No bastaban solamente esos desvíos, los jansenistas atacaban además las devociones más elevadas y recomendables, como por ejemplo, el culto al Sagrado Corazón de Jesús. Se conoce el caso de cierto Obispo de Pistoia, Scipione de’ Ricci, que ordenó pintar en su residencia un cuadro representando una devota lanzando al fuego a una estampa del Sagrado Corazón de Jesús, como si fuese un objeto supersticioso, mientras que él, Ricci, aseguraba la cruz y el cáliz con la Eucaristía, símbolos de la autentica piedad (como ellos la entendían).
Este rechazo se explica por el hecho que la devoción al Sagrado Corazón de Jesús, es de algún modo, el anti-jansenismo. Ella inculca la bondad, la misericordia, la paciencia del Salvador y demuestra que la verdad del hombre, por medio de sus buenas obras, puede agradar a Dios y alcanzar la salvación. Expresa, además, que nuestro Dios es justo y repleto de amor, y no un tirano arbitrario ni un implacable cobrador de impuestos en relación a la humanidad.

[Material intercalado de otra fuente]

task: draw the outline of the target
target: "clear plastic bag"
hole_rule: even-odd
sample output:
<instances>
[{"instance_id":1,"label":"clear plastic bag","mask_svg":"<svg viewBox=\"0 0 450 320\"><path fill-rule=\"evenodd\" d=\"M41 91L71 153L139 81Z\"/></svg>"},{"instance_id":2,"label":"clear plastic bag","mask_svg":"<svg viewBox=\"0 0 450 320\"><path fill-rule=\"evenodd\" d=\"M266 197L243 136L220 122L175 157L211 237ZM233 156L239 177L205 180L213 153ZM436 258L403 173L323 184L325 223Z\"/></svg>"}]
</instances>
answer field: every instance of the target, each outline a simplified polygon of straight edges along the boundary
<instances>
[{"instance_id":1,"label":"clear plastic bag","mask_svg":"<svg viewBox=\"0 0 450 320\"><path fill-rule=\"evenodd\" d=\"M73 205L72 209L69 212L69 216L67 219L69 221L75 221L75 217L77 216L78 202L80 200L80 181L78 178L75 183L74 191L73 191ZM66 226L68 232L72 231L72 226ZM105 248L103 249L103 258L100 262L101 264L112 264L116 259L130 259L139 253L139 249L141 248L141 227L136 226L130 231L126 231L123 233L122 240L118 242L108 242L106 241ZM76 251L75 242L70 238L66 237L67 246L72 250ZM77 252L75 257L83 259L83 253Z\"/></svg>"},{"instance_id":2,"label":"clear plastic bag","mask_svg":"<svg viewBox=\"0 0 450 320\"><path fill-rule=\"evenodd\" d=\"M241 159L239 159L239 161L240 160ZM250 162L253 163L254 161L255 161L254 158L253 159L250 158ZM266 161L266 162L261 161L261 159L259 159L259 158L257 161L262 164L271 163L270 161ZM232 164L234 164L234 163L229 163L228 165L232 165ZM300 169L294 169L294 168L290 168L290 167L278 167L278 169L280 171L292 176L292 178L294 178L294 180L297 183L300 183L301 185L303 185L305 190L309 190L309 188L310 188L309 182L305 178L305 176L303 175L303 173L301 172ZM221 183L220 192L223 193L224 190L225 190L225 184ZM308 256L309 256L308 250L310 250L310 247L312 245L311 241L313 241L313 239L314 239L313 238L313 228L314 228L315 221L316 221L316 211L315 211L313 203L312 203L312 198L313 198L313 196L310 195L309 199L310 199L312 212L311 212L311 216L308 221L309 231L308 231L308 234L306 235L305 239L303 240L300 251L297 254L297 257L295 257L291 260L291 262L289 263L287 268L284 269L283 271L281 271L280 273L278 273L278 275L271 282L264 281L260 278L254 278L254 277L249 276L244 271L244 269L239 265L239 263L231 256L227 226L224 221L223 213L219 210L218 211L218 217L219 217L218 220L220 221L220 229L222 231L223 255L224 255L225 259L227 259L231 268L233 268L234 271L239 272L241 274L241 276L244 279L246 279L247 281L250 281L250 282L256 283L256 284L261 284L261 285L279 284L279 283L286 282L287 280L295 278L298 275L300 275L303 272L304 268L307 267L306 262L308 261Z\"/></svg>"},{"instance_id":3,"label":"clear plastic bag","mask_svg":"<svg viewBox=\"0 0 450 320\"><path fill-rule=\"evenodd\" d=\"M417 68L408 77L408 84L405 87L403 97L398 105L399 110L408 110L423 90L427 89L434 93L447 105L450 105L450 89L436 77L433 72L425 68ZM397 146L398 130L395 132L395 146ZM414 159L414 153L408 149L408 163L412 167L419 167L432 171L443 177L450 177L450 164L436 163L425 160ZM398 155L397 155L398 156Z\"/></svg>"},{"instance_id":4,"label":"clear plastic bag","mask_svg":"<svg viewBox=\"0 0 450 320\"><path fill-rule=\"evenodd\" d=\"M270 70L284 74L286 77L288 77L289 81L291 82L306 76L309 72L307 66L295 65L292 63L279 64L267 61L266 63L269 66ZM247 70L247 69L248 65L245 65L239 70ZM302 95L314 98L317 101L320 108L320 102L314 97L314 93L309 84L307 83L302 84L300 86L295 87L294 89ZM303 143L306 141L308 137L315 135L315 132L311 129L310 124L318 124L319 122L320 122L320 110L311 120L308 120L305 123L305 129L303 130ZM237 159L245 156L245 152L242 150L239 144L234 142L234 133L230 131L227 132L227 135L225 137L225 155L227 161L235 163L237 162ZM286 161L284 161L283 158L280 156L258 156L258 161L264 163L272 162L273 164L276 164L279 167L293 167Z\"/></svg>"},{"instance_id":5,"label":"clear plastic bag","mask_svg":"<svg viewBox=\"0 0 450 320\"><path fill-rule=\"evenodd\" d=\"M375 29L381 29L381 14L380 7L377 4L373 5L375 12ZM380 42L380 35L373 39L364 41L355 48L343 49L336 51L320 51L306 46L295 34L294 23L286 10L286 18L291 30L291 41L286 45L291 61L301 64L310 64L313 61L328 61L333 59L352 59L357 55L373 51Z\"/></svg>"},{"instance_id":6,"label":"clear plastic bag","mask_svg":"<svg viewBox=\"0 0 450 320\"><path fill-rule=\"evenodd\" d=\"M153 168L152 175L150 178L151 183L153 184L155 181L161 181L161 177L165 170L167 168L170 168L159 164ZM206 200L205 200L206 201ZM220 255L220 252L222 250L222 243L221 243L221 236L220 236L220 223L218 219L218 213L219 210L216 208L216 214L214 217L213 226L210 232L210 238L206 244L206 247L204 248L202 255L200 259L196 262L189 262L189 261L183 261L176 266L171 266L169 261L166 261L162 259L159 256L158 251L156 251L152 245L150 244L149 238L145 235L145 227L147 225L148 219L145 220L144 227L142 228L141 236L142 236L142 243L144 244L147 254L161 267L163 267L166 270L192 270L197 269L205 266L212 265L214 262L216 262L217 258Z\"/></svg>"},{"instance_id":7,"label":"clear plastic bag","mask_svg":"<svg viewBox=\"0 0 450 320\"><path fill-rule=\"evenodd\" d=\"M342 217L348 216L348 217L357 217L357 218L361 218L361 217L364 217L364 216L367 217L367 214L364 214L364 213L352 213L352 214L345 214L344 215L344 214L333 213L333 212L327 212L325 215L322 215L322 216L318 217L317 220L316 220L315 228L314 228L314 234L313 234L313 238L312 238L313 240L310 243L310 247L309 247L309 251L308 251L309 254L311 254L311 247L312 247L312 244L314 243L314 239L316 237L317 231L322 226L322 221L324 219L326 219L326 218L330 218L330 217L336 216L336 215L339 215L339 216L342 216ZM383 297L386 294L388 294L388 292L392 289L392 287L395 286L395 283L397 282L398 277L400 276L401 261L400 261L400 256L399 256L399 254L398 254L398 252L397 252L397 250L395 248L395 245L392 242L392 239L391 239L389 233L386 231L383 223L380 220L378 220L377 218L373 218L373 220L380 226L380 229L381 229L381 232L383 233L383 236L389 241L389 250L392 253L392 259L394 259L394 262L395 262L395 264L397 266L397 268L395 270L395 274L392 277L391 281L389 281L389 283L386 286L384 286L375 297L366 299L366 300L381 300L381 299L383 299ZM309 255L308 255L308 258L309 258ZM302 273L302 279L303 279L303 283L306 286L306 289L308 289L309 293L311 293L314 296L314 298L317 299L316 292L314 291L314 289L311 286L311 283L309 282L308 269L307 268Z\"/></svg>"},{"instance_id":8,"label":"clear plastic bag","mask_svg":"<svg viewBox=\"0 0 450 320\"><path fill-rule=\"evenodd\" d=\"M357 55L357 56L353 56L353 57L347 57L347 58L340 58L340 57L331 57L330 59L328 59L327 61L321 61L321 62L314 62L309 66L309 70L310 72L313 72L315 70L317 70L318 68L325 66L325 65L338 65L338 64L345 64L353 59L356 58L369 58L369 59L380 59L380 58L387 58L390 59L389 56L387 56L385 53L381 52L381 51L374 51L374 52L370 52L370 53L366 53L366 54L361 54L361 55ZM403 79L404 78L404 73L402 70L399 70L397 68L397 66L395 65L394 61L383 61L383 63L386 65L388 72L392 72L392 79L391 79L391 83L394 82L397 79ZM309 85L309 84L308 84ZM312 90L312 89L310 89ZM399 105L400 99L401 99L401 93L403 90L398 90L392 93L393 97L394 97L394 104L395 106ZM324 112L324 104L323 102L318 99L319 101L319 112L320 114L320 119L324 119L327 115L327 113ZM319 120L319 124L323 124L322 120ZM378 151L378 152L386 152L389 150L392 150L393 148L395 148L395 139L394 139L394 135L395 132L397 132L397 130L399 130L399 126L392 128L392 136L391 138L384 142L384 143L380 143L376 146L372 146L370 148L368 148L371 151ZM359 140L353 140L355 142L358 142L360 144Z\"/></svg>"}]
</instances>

Se entiende, por tanto, que ante esta corriente jansenista San Alfonso María de Ligorio haya tomado una posición muy enérgica en sus obras de moral. Y que haya sufrido, en consecuencia, toda suerte de ataques y persecuciones de sus oponentes, llegando al auge de los reveses e infortunios arriba mencionados.
Lección de vida para los católicos
Debemos considerar en esta existencia de San Alfonso, laboriosa y sembrada de tentaciones pero coronada por el triunfo de la virtud, una lección de confianza y de perseverancia para todos nosotros. En los peores momentos de dichas tentaciones, en los dolores y enfermedades, en las duras persecuciones, cuando los más cercanos le infligieron crueles contrariedades, él jamás desanimó, nunca fue flexible en su deseo de alcanzar la santidad, creciendo en piedad y devoción a medida que pasaban los sufrimientos.
Es importante resaltar aquí un pequeño episodio del final de su vida, cuando ya no podía caminar por sí mismo, siendo llevado en silla de ruedas por un hermano laico redentorista. Mientras paseaban por el convento, recorriendo los jardines y los patios internos, mientras hacían sus oraciones. Pero cierto día San Alfonso preguntó a su compañero:
– Hermano, ¿ya rezamos este Misterio del Rosario?
El buen discípulo, igualmente afectado por la edad, no estaba seguro y respondió:
– Sr. Obispo, no me acuerdo muy bien, pero creo que sí. En cualquier caso, ya rezamos tantos rosarios, que a Nuestra Señora no le importará si no hubiésemos contemplado tal o tal otro Misterio…
Y San Alfonso le replicó: – ¡Oh! Mi querido Hermano, ¡eso nunca! Si yo paso un día sin recitar el Rosario completo, ¡puedo perder mi alma!
Esa es la constancia, el coraje, el ánimo perseverante de un Santo sobre el cual se abatieron todas las tempestades. Ahora, lo que ocurrió con él, puede suceder en la vida de cualquiera de nosotros. ¡¿Cuántas veces no hemos pasado por aflicciones y reveses semejantes a los que atormentaron a San Alfonso?! Y a menudo, traen consigo la impresión de un colapso, de algo que cayó por tierra, de un camino intransitable.
Sin embargo, después de un periodo corto o largo de amarguras, surge más luz, más protección, otras victorias, otras alegrías. Y así, con una sucesión de túneles y caminos largos, Nuestra Señora nos va llevando para realizar los designios de Ella y de su Divino Hijo a nuestro respecto.
Imitemos, por tanto, a San Alfonso en su perseverancia, en su confianza humilde y profunda, entendiendo que en nuestra vida espiritual nos encontraremos con túneles oscuros, sin tener que aterrorizarnos con ellos. Más allá de la oscuridad, la Providencia nos marca una vía aún más brillante y luminosa que la anterior.
Estas son algunas reflexiones que nos sugieren la extraordinaria y edificante existencia de San Alfonso María de Ligorio.